Her breath puffed out softly against his chest as she snored, one hand tucked underneath her chin, resting squarely against his heart. It would be ok with him if they spent the rest of their lives like this, suspended in one moment in time, in an illusion of togetherness before everything unraveled. She stirred, looking up at him briefly, a little surprised before she turned her attention back to the movie. "Oh, I missed my favorite part."
"Which part is that?"
She smiled, her eyes sparkling. "Well, besides the ending obviously, it's when she's upset and he comes over to console her. In that moment, he's the only person that knows exactly what to say, exactly what to do. It's too bad he has to ruin it all, even if it's temporary." Her voice gets quiet, and she says the last four words slowly, suddenly feeling self-conscious.
Shit.

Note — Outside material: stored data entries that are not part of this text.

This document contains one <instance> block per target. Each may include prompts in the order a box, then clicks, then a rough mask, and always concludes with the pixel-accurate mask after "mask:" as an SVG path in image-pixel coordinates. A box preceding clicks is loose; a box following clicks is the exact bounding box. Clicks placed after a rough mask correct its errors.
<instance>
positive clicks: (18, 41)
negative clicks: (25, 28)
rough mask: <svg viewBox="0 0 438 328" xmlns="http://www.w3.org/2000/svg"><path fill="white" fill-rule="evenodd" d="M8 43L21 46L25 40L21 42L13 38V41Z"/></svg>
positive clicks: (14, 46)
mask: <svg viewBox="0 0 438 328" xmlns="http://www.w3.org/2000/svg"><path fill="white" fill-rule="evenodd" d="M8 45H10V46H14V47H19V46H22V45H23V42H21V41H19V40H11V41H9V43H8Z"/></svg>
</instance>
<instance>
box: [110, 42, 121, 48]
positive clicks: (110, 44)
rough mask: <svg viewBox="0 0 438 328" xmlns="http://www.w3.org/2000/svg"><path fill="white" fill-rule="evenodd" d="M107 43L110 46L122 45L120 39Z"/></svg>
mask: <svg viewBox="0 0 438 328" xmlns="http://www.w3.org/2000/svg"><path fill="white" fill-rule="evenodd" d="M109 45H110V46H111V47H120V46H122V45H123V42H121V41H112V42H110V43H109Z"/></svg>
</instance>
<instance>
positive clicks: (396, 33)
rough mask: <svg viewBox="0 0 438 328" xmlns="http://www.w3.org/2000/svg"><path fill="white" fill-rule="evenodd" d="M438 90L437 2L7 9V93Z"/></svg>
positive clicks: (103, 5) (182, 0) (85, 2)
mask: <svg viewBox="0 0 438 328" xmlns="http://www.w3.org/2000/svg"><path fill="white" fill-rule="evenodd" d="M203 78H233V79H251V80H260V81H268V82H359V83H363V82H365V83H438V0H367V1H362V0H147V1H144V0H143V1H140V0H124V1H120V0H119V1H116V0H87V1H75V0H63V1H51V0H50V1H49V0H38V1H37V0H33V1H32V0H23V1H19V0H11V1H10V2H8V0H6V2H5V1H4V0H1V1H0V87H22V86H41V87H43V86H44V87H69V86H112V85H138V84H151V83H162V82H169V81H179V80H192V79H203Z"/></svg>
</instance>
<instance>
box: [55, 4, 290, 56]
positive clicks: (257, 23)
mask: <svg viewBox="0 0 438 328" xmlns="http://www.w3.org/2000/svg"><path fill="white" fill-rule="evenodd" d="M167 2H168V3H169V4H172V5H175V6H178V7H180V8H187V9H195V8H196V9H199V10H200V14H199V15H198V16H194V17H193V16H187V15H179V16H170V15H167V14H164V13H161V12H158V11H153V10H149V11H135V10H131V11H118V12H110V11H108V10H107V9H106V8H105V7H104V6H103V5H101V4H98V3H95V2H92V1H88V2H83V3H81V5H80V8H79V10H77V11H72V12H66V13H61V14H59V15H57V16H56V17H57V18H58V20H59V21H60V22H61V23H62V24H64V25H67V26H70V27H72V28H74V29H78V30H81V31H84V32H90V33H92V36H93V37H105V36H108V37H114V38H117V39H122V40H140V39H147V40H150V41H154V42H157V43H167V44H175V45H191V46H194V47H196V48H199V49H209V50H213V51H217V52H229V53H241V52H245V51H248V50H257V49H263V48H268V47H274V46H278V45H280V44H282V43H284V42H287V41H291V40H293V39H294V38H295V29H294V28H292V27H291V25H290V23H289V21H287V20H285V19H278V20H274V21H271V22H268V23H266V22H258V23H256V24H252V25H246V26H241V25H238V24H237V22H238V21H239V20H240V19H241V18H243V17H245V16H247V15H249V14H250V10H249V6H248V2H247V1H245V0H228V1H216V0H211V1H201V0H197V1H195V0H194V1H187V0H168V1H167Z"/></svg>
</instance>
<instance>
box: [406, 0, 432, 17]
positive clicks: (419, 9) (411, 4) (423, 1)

Danny is reminded once again how he came to be here. The foolish mistakes he'd made along the way. He'd come here, soup in hand, ready to confess and apologize and beg her to forgive him. He'd given up hope that she could possibly want him back after this, and he was truly afraid that he'd done things that would push her away forever. Telling would have been the right thing to do. Even if she never wanted to speak to him again, it would have been the right thing to do.
But sometimes doing the right thing was hard. Especially when doing the right might break open the earth in a chasm wider than the Grand Canyon, leaving you and the person you love on opposite sides. So, in what seemed to be a destructively cyclical pattern, Danny did the wrong thing, hoping it would turn out right... eventually.